At midday, when trout actively chase baitfish in deep water, they switch to crankbaits or jigs to imitate their prey. Cast out and retrieve your lure with several quick twitches and pauses for maximum attention from the trout.

Try using a drop-off jig on a winter trip to catch trout through the ice. A green or orange jig head tipped with a wax worm, or small fathead minnow is ideal for this technique.

Another effective method for fishing through the ice is using a lead weight as bait. Instead of using a bobber, attach the weight to the bottom of the lake about one and a half feet above your baited hook.

For this technique, keeping the lead weight out of any fish that might accidentally snag on it is essential. To do this, consider using a weedless spoon such as the Johnson Silver Minnow, which features a pin-like protector on the concave side that prevents snags from damaging your lure.

In the summertime, a wide-bodied spoon such as the Acme Kastmaster or Thomas Rough Rider can be effective when trout move to deeper waters for the warmest part of the day. These spoons are designed to flutter slightly as they fall, tempting finicky trout into striking.

Where to Fish

Small spoons are an effective method for catching rainbow trout in rivers and lakes. These lures are made to look like wounded baitfish, which can entice fish to bite.

Trout are highly sensitive and can sense vibrations. Therefore, it’s essential to minimize any unnecessary noise or movement while fishing to focus on the fish and their environment.

Spoons make excellent lures for trout in streams or lakes, as they’re easily cast and trolled. Anglers typically use these lures in clear water but also in stained or murkier waters.
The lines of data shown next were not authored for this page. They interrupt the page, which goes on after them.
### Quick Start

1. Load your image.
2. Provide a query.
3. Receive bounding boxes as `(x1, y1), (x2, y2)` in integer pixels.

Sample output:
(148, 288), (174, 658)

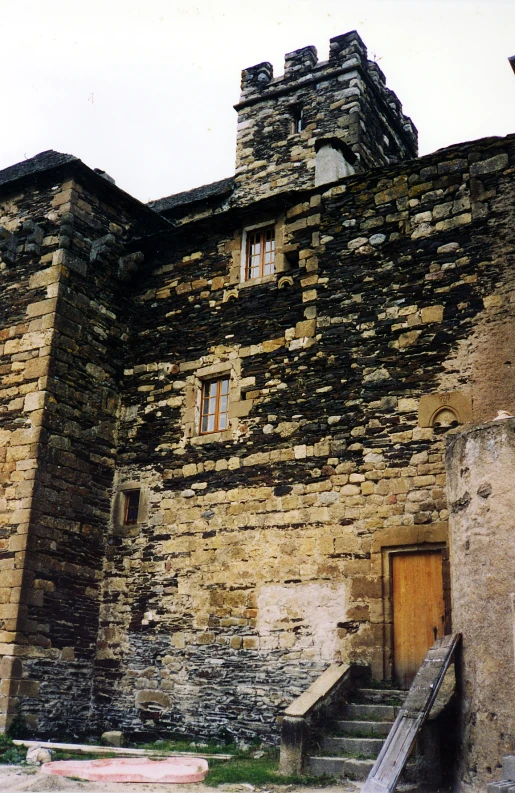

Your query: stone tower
(235, 31), (417, 203)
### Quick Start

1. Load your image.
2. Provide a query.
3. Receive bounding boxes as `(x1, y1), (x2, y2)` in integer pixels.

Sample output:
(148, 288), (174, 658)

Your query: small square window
(200, 375), (230, 435)
(123, 490), (140, 526)
(245, 226), (275, 280)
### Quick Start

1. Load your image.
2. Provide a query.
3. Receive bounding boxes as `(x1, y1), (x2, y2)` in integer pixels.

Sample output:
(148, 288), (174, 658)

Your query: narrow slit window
(200, 376), (229, 434)
(246, 226), (275, 280)
(291, 107), (304, 134)
(123, 490), (140, 526)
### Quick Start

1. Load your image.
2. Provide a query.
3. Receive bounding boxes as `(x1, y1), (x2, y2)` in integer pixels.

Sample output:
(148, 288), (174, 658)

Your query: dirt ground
(0, 765), (362, 793)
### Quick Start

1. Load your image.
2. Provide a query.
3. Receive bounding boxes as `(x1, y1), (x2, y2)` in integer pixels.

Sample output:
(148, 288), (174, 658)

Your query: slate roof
(0, 149), (78, 185)
(148, 176), (234, 212)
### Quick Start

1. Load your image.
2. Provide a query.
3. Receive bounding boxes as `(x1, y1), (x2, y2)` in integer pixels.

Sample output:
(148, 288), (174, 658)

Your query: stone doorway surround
(371, 522), (451, 680)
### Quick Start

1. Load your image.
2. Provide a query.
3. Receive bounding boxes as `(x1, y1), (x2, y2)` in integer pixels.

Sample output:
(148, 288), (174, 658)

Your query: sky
(0, 0), (515, 202)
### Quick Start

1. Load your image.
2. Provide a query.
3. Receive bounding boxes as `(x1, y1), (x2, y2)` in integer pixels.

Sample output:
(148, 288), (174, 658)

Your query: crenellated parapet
(236, 31), (417, 203)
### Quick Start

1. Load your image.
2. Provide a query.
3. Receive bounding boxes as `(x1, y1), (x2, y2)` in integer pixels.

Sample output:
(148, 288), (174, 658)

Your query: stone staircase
(305, 688), (410, 776)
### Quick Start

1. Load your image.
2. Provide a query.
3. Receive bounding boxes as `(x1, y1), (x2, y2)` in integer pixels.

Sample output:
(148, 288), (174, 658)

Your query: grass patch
(134, 739), (238, 754)
(205, 753), (336, 787)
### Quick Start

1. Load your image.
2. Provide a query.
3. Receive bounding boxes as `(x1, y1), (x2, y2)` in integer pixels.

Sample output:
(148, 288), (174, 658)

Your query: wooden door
(392, 551), (445, 688)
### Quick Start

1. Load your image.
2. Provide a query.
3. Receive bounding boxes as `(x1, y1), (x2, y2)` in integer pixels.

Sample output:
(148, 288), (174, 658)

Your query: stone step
(342, 702), (399, 721)
(330, 719), (392, 738)
(350, 688), (408, 706)
(305, 757), (374, 780)
(322, 735), (384, 759)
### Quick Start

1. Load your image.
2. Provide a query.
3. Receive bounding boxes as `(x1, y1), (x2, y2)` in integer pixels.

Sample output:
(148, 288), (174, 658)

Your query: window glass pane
(124, 490), (140, 525)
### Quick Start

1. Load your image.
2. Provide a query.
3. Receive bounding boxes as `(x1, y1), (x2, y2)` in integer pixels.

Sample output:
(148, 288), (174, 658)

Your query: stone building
(0, 27), (515, 782)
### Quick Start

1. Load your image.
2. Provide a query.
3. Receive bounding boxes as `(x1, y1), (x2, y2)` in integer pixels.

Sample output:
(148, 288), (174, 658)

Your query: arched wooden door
(392, 550), (445, 688)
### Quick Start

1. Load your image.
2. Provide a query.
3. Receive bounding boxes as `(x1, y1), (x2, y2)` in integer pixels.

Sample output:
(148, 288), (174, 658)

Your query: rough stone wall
(90, 131), (515, 740)
(447, 419), (515, 790)
(235, 31), (417, 203)
(0, 181), (64, 729)
(1, 169), (162, 735)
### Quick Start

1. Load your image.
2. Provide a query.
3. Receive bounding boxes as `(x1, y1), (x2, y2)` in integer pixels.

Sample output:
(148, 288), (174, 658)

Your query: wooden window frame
(123, 488), (141, 526)
(245, 223), (275, 281)
(199, 373), (231, 435)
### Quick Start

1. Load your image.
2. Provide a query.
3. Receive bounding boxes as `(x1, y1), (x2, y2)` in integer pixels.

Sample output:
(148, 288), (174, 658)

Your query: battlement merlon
(238, 30), (418, 156)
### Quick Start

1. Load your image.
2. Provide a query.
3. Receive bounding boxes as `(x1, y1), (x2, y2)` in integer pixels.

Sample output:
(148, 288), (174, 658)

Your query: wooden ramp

When fishing for rainbow trout in small lakes, the size of your spoon should correspond to their size. Conversely, larger spoons can be utilized when fishing deeper waters for larger specimens.

For maximum effectiveness when fishing with a spoon, attaching a swivel above it helps reduce line twist. This allows you to get more line out of your reel when fishing with a spinning rod – often preferred for trout fishing – increasing its line capacity.

One way to increase your trout fishing success with a spoon is to change the hook. Most spoons come with a treble hook, but removing it and replacing it with a single hook is best. This is important because single hooks penetrate easier and won’t come undone like trebles.

When fishing with a spoon, selecting the appropriate color for the water you are in is essential. Gold or silver works best in sunny weather with clear water, while copper or dark colors work better on cloudy days.

When selecting a spoon for fishing, other factors include the type of fishing you plan on doing and the fish species you’re targeting. For instance, if targeting a stocked lake is your aim, stick with spoons shaped and colored like forage items those fish are used to seeing in that body of water.